Canım yurdumun; tarihi yayınlardan ve tarihçilerin anlatımlarından anladığımız kadarıyla, yüzyıllardan beri kentlerini ve köylerini, camiler ve köprüler dışında, süsleyen en önemli mimari figürü, üstüne onlarca türküler yakılan, başlarında, testilere su doldurulurken özellikle kadınların muhabbet etmesine olanak tanıyan, tarihi, kültürel ve aynı zamanda da sosyal yapılarıdır Çeşmeler…

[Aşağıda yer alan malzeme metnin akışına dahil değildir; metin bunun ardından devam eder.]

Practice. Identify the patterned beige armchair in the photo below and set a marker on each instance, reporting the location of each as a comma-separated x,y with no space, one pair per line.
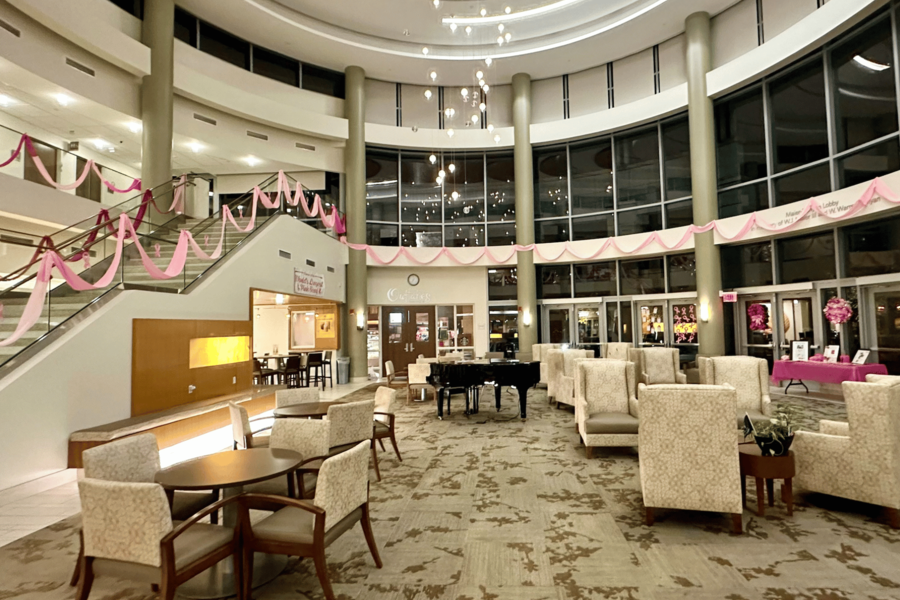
128,533
859,460
746,374
303,528
657,365
606,410
689,454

Çeşme'nin; tipik Ege mimarisi özelliklerine sahip pek çok yapısının yanı sıra, adını aldığı Osmanlı dönemi “Çeşmeleri”de, bu mimari zenginliğine ayrı bir değer kazandırır. Kentimize, adını veren bu Çeşmeler, gerek yaptıranların, gerek yapanların, gerekse de başka yörelerden devşirilmiş mimari öğelerin, gerekse de seçilen malzemeleriyle, Anadolu’nun tüm kültürel özelliklerini taşıyan eserler olup, 1800’lü yılların başından itibaren, varlıklı ailelerin temsilcileri tarafından yaptırılan ve mezkûr aile temsilcilerinin isimlerini taşıyan ve Osmanlı mimarisi ve estetik sanatının yansımalarının birer temsilcisi niteliğindedirler. Akdeniz ve özellikle de Ege Denizi merkezli deniz ticaretini ellerinde tutan, ticaretin lideri konumundaki Cenevizlilerin, Çeşme’nin 9 mil batısında bulunan Sakız Adasını ticari bir üs haline getirmelerini müteakip, gerek ada gerekse de tam karşısındaki Çeşme, ticari önemlerine binaen ciddi anlamda ve büyük çaplı yerleşimlere mekân olmuştur, mezkûr tarih itibariyle. Batıya, ticari anlamda önem arz eden bir kapı olarak açılan Çeşme, dönem itibariyle ekonomik, askeri ve stratejik öneme haiz konuma yükselmiş ve bağlı olarak ta ticari hayat fazlaca hareketlenmiştir. Çeşme, ticari emtia deposu ve bunların ihracı için korunaklı ve güvenlikli liman olması yanında, ticari filolar için aynı zamanda başta su olmak üzere ikmal merkezi de olmuştur. Yerleşiminin ve bunun öneminin, konumuzu oluşturan çeşmelere yansımasını, çeşmelerinin sayısal fazlalığından anlamak mümkün olup, neredeyse her sokak başında bir adet yapılmış olmasının tek başına hiçte bir yarış ve de gösteriş olmadığının ifadesi olup, bir o kadarda ihtiyacın yüksekliğini göstermektedir. Tarihte yolları Çeşme’ye düşmüş tüm yerli ya da yabancı gezginlerin, “Çeşme’nin Çeşmelerine” gerek mimari özelliklerinin, gerek malzeme özelliklerinin öne çıkarılarak Çeşme’nin Çeşmelerinden söz etmiş olmaları, adeta tarihe bu anlamda not düşmüş olmaları tesadüfî olmasa gerektir.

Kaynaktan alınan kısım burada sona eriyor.